「あ、そだ。たっくーん」

「ん?」

「ヤマモモはどうなっとんの?」


……ヤマモモ? 何だろう。食べられるものだろうか。

俺が頭上にハテナを浮かべていると、達郎は由香の問いかけに少し考える素振りを見せたあと、ブチブチブチッとツツジを摘んで言った。


「じゃー、見に行くか」


うん、と頷いた由香と、嬉しそうに何度も頷くみどり。俺に背中を向けて、どこかに足を進める三人をぼんやり眺めていると。


「ほら、柊も行くんよっ」


みどりに腕を引っ張られた。


女子に触られた。

それだけで衝撃だったのに、その行動があまりにも自然だったことにさらに衝撃を受ける。

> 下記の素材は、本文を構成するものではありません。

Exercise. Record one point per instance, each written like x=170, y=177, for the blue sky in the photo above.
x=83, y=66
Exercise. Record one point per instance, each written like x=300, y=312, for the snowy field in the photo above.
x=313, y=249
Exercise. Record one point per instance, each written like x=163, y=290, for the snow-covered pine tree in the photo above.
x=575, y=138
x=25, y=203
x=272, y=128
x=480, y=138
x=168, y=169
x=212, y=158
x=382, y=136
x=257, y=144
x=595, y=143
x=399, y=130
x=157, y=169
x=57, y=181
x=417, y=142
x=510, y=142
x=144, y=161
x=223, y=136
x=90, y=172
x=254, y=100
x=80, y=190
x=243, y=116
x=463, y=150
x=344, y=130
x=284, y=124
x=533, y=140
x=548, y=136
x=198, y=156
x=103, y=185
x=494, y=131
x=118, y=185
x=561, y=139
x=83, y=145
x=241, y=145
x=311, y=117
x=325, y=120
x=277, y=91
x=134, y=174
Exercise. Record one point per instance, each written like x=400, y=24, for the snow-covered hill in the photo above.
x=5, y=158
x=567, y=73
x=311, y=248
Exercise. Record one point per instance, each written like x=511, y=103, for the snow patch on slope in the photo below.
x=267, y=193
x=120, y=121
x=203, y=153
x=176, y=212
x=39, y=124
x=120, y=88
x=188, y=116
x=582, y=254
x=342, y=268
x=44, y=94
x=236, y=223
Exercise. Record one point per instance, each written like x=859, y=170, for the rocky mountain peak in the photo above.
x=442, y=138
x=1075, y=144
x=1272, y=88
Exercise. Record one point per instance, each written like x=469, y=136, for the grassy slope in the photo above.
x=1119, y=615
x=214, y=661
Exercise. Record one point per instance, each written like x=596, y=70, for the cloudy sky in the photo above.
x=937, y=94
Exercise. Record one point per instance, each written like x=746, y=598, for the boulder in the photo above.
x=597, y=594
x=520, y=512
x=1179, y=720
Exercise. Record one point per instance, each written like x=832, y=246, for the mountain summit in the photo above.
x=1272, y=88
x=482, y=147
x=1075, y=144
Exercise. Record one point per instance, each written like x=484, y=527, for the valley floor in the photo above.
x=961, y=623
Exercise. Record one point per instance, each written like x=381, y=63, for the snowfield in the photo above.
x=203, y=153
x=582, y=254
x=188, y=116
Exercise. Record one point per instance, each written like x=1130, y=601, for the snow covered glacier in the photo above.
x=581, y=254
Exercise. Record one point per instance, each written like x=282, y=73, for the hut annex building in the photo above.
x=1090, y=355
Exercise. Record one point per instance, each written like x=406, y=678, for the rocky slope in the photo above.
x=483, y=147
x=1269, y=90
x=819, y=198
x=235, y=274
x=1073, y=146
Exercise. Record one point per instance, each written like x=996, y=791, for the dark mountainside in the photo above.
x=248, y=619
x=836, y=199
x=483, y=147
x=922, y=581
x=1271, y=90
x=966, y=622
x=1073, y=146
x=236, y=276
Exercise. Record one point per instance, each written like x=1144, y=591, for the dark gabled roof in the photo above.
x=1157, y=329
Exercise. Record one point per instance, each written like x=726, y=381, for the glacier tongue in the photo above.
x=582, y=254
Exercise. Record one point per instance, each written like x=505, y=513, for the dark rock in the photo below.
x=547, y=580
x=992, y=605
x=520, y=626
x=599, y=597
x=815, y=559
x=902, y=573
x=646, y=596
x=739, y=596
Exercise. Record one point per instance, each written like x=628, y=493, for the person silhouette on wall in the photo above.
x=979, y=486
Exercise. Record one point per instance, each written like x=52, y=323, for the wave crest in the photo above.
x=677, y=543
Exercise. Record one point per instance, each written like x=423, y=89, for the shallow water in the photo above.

この町では普通のことなのだろうか。仮にそうだとしたら、ここは俺の知らない世界すぎる。



「ヤマモモジャム好きやわー」

「まだ熟れとらんと思うけど」


少し前を行く達郎と由香の会話が耳に入り、ハッと我に返る。

やっぱりヤマモモは食べられるものらしい。

ぼんやりそんなことを考えていると、いまだ掴まれている腕が視界に入る。

慌てて振り払おうとして、みどりの手首が細すぎることにまた衝撃を受けた。


「みどり、ちゃんと食ってんの?」


いつの間にか、ぽろりと言葉が落ちた。